# Item 22: Prefer Helper Classes Over Bookkeeping with Dictionaries and Tuples

Instead of a dictionary containing a dictionary:

In [16]:
class WeightedGradebook(object):
    def __init__(self):
        self._grades = {}
        
    def add_student(self, name):
        self._grades[name] = {}
        
    def report_grade(self, name, subject, score, weight):
        by_subject = self._grades[name]
        grade_list = by_subject.setdefault(subject, [])
        grade_list.append((score, weight))
        
    def average_grade(self, name):
        by_subject = self._grades[name]
        score_sum, score_count = 0, 0
        for subject, scores in by_subject.items():
            subject_avg, total_weight = 0, 0
            for score, weight in scores:
                score_sum += score * weight
                score_count += weight
        return score_sum / score_count
    
student = 'Albert Einstein'
book = WeightedGradebook()
book.add_student(student)
book.report_grade(student, 'Math', 75, 1.0)
book.report_grade(student, 'Math', 65, 1.0)
book.report_grade(student, 'Gym', 90, 0.7)
book.report_grade(student, 'Gym', 95, 0.7)
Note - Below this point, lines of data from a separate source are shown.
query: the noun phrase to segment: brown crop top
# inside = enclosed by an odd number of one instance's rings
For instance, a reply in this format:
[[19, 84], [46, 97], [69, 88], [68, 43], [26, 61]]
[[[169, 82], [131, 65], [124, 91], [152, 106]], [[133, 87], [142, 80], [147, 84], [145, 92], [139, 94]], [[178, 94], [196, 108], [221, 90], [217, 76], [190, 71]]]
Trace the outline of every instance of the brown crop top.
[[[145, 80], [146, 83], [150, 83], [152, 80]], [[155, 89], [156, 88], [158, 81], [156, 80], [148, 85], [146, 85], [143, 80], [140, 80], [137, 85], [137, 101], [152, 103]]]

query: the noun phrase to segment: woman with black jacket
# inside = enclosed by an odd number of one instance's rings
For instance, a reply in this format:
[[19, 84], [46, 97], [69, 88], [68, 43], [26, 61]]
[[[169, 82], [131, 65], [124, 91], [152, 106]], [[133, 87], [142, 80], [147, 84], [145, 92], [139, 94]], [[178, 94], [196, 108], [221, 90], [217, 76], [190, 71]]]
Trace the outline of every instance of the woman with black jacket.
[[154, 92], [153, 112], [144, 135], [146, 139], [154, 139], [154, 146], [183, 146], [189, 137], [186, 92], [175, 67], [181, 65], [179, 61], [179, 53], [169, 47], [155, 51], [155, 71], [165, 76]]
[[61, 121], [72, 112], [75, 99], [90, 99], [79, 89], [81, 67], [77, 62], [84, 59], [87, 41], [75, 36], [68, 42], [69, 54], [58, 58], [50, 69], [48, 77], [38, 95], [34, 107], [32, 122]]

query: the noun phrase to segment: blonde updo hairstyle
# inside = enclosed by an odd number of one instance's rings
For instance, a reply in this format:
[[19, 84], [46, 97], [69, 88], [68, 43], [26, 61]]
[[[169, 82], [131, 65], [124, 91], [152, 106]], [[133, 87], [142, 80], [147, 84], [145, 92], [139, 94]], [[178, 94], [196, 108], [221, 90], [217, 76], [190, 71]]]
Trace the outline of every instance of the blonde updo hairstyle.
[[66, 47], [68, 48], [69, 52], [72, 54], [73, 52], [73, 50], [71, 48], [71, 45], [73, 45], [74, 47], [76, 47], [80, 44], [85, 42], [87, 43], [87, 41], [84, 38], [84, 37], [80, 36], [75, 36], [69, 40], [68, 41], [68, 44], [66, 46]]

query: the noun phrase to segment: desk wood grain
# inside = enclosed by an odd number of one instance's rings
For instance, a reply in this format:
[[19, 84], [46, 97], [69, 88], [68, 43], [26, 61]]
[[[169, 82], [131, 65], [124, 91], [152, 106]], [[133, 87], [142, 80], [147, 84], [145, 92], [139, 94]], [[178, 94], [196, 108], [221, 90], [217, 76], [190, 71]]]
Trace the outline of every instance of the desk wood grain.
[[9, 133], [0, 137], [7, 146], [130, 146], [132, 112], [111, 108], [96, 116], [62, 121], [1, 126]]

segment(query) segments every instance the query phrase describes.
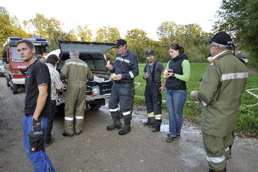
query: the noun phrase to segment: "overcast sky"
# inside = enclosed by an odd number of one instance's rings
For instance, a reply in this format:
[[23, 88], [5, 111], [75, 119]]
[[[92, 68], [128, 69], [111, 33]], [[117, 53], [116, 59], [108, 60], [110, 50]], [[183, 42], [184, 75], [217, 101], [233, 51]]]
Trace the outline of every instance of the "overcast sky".
[[106, 26], [117, 27], [122, 37], [128, 30], [142, 29], [157, 40], [159, 26], [165, 21], [177, 24], [197, 23], [210, 31], [221, 0], [3, 0], [0, 5], [21, 22], [36, 15], [55, 17], [64, 30], [88, 24], [93, 33]]

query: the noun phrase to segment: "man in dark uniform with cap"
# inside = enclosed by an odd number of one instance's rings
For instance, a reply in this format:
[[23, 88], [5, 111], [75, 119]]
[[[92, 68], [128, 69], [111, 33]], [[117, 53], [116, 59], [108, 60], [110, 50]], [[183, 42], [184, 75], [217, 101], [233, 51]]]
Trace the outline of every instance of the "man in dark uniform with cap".
[[118, 103], [120, 102], [125, 126], [119, 131], [119, 134], [123, 135], [127, 134], [131, 130], [131, 91], [133, 79], [139, 74], [139, 69], [137, 58], [134, 54], [127, 49], [125, 40], [119, 39], [116, 41], [115, 48], [118, 54], [114, 63], [114, 67], [111, 65], [107, 65], [107, 68], [115, 74], [112, 75], [114, 83], [111, 88], [111, 95], [109, 103], [109, 110], [113, 122], [107, 127], [107, 129], [113, 130], [122, 127], [119, 118]]
[[145, 53], [148, 63], [143, 69], [142, 78], [146, 80], [144, 91], [146, 108], [148, 113], [148, 120], [143, 122], [144, 126], [152, 126], [152, 131], [160, 131], [161, 119], [161, 103], [162, 103], [161, 75], [164, 74], [165, 68], [160, 62], [154, 60], [154, 52], [148, 50]]

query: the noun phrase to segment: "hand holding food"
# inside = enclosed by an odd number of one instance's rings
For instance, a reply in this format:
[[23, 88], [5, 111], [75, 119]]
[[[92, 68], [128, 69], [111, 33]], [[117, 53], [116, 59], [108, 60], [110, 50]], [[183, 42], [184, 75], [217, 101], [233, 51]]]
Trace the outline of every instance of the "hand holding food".
[[112, 80], [114, 80], [114, 79], [115, 79], [115, 78], [116, 78], [116, 76], [117, 75], [115, 74], [113, 74], [112, 75], [111, 75], [111, 79]]

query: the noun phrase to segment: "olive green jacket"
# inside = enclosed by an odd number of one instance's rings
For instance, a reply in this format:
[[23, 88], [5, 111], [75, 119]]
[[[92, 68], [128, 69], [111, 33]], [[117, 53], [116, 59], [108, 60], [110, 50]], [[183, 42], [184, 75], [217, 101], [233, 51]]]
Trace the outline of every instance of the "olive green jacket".
[[61, 70], [61, 77], [67, 79], [69, 83], [86, 83], [88, 80], [93, 80], [93, 74], [87, 63], [79, 58], [67, 60]]
[[203, 132], [218, 137], [232, 132], [248, 78], [247, 67], [230, 51], [222, 52], [211, 62], [196, 95], [202, 105]]

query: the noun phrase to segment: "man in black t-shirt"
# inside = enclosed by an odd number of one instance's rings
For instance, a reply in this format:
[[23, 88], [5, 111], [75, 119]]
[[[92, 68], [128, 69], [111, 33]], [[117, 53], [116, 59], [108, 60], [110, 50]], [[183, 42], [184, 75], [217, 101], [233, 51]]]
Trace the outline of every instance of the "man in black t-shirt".
[[25, 79], [24, 148], [35, 172], [55, 172], [45, 150], [44, 131], [50, 113], [51, 80], [48, 67], [35, 56], [32, 42], [16, 42], [21, 59], [29, 64]]

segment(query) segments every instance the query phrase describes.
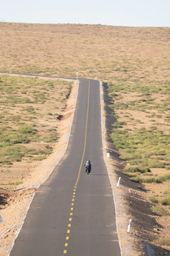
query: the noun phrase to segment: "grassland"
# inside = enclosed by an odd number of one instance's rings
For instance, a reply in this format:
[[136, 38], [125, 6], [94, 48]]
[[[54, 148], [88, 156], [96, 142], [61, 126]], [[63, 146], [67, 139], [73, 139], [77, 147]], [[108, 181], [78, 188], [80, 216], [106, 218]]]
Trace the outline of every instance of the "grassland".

print("Average for %s is %r" % (student, book.average_grade(student)))

Average for Albert Einstein is 79.26470588235294


Use helper classes for Grade, Subject and Student as well as Gradebook

In [13]:
import collections
Grade = collections.namedtuple('Grade', ('score', 'weight'))

class Subject(object):
    def __init__(self):
        self._grades = []

    def report_grade(self, score, weight):
        self._grades.append(Grade(score, weight))
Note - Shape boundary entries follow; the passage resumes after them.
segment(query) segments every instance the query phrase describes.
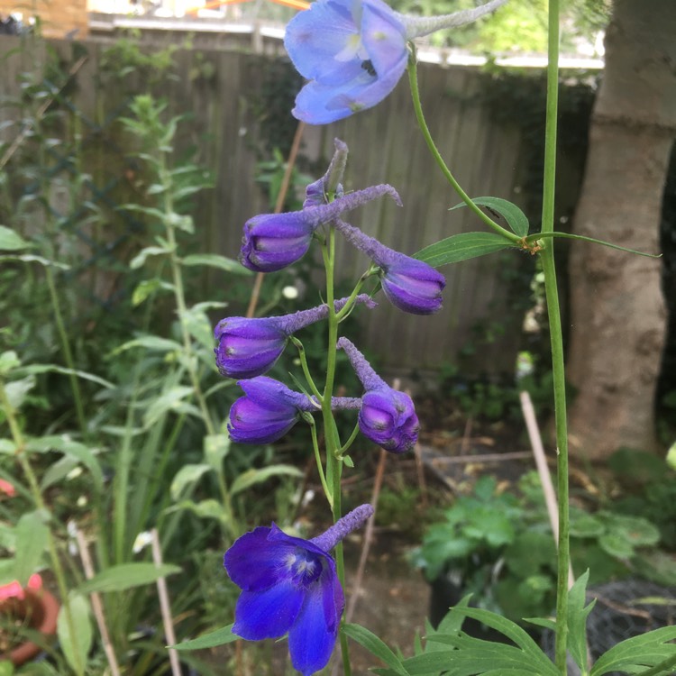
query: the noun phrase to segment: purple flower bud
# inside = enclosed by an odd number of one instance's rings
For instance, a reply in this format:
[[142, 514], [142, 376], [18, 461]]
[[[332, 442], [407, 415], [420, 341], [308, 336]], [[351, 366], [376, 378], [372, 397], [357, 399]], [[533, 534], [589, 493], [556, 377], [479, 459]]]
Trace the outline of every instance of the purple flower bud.
[[[303, 412], [314, 413], [321, 407], [316, 399], [294, 392], [286, 385], [267, 376], [259, 376], [237, 384], [244, 390], [230, 407], [228, 432], [240, 443], [272, 443], [296, 425]], [[360, 409], [361, 399], [333, 397], [332, 410]]]
[[[347, 300], [336, 300], [335, 311], [342, 310]], [[367, 294], [360, 294], [354, 302], [369, 308], [376, 306]], [[279, 317], [222, 319], [214, 332], [218, 341], [214, 351], [218, 370], [227, 378], [261, 376], [274, 366], [292, 333], [325, 319], [328, 310], [328, 306], [323, 305]]]
[[359, 228], [338, 220], [336, 229], [380, 268], [380, 282], [388, 300], [404, 312], [432, 315], [442, 308], [443, 275], [428, 263], [381, 244]]
[[333, 139], [333, 145], [335, 146], [335, 152], [331, 160], [328, 169], [326, 169], [326, 173], [319, 180], [310, 183], [306, 188], [306, 201], [303, 203], [304, 208], [326, 204], [326, 195], [331, 192], [341, 193], [339, 196], [343, 196], [341, 181], [343, 180], [343, 174], [345, 171], [348, 149], [347, 144], [340, 139]]
[[263, 214], [244, 224], [240, 261], [254, 272], [275, 272], [303, 258], [315, 226], [305, 211]]
[[272, 443], [296, 425], [300, 412], [312, 409], [305, 395], [266, 376], [237, 383], [243, 390], [230, 408], [228, 432], [240, 443]]
[[361, 397], [359, 428], [380, 448], [403, 453], [416, 445], [420, 425], [411, 397], [387, 388], [372, 389]]
[[400, 253], [380, 269], [382, 290], [395, 307], [412, 315], [433, 315], [441, 310], [446, 279], [432, 266]]
[[347, 338], [340, 338], [336, 344], [345, 351], [366, 389], [359, 413], [361, 434], [390, 452], [410, 451], [417, 441], [419, 429], [411, 397], [390, 388]]
[[[329, 168], [331, 171], [331, 168]], [[312, 184], [310, 203], [317, 201], [317, 187]], [[331, 204], [306, 206], [288, 214], [263, 214], [244, 224], [240, 260], [254, 272], [275, 272], [300, 260], [307, 252], [314, 232], [345, 211], [361, 206], [382, 195], [389, 195], [397, 205], [399, 196], [391, 186], [371, 186], [333, 200]]]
    def average_grade(self):
        total, total_weight = 0, 0
        for grade in self._grades:
            total += grade.score * grade.weight
            total_weight += grade.weight
        return total / total_weight
    
class Student(object):
    def __init__(self):
        self._subjects = {}

    def subject(self, name):
        if name not in self._subjects:
            self._subjects[name] = Subject()
        return self._subjects[name]

    def average_grade(self):
        total, count = 0, 0
        for subject in self._subjects.values():
            total += subject.average_grade()
            count += 1
        return total / count
    
class Gradebook(object):
    def __init__(self):
        self._students = {}

    def student(self, name):
        if name not in self._students:
            self._students[name] = Student()
        return self._students[name]
    
name = 'Albert Einstein'
gradebook = Gradebook()
student = gradebook.student(name)
math = student.subject('Math')
math.report_grade(75, 1.0)
math.report_grade(65, 1.0)
gym = student.subject('Gym')
gym.report_grade(90, 0.7)
gym.report_grade(95, 0.7)
average = gradebook.student(name).average_grade()

print("Average for %s is %r" % (name, average))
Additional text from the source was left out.